Eliminó el dolor procedente de sus muñecas y sus hombros antes de que los cuatro corpulentos centinelas —dos de ellos subidos en escaleras—, hubieran terminado de colocarle en aquella posición. Aun así, podía sentir una especie de cosquilleo en su nuca, la indicación de que debería estar sufriendo algún dolor. El lento ascenso del líquido pestilente que caía en su celda-alcantarilla había hecho flotar su cuerpo, y la sensación fue disminuyendo gradualmente hasta desaparecer.
Empezó a sumirse en el trance apenas se hubieron marchado los centinelas, aun sabiendo que probablemente no le serviría de nada. Su soledad no duró mucho. La puerta de la celda volvió a abrirse cuando sólo habían transcurrido unos minutos, la luz del pasillo hizo retroceder la oscuridad y un centinela dejó caer una pasarela metálica sobre las húmedas losas que formaban el suelo de la celda. Detuvo el trance del Cambio y giró la cabeza tensando el cuello para ver a su visitante.

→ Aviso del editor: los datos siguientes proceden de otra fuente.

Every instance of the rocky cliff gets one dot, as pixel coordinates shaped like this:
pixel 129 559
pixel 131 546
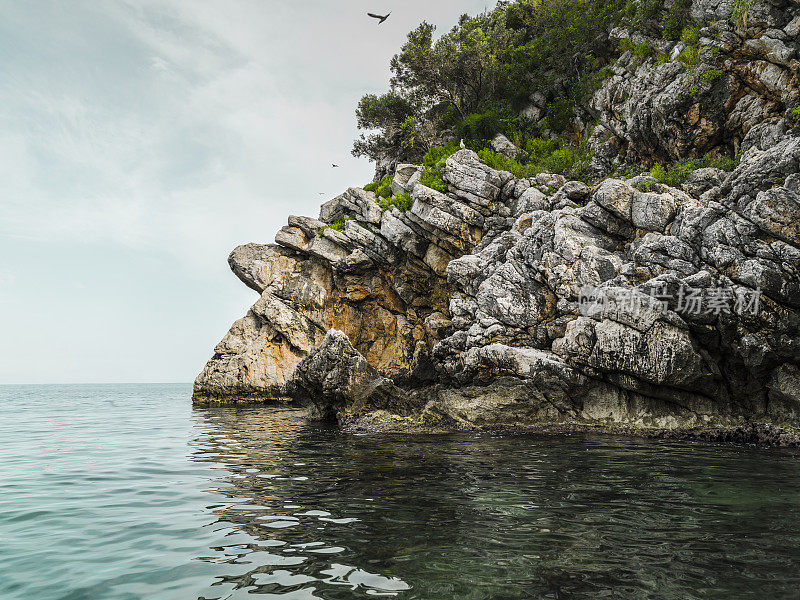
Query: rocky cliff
pixel 510 302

La marchita y encorvada silueta de Amahain Frolk, ministro de seguridad de la Gerontocracia de Solpen, entró en la celda empuñando un báculo que emitía una fría claridad azulada. El anciano le sonrió, asintió con expresión aprobadora y se volvió hacia el pasillo. Alzó una mano flaca y pálida y le hizo señas de que entrase a alguien que estaba fuera de la celda. El prisionero supuso que debía de ser Balveda, agente de la Cultura y, en efecto, era ella. Los pies de la mujer se movieron con agilidad sobre la pasarela metálica, su cabeza giró lentamente para contemplar lo que la rodeaba y sus ojos acabaron posándose en la silueta suspendida de la pared. El prisionero sonrió y movió la cabeza en un intento de saludarla, sintiendo como sus orejas rozaban la desnudez de sus brazos.
—¡Balveda! Tenía la corazonada de que volveríamos a encontrarnos… ¿Has venido para ver al anfitrión de la fiesta?
Se obligó a sonreír. Oficialmente, aquél era su banquete; era el anfitrión. Otra de las pequeñas bromas de la Gerontocracia… Esperaba que su voz no contuviera ninguna huella de miedo.
Perosteck Balveda, agente de la Cultura, le sacaba toda una cabeza de ventaja al anciano que estaba en pie junto a ella, y seguía siendo asombrosamente bella incluso bajo la pálida claridad azulada del báculo. El prisionero vio como meneaba lentamente su hermoso y delicado cráneo. Su corta cabellera negra cubría su cabeza igual que una sombra.
—No —dijo—. No quería verte ni despedirme de ti.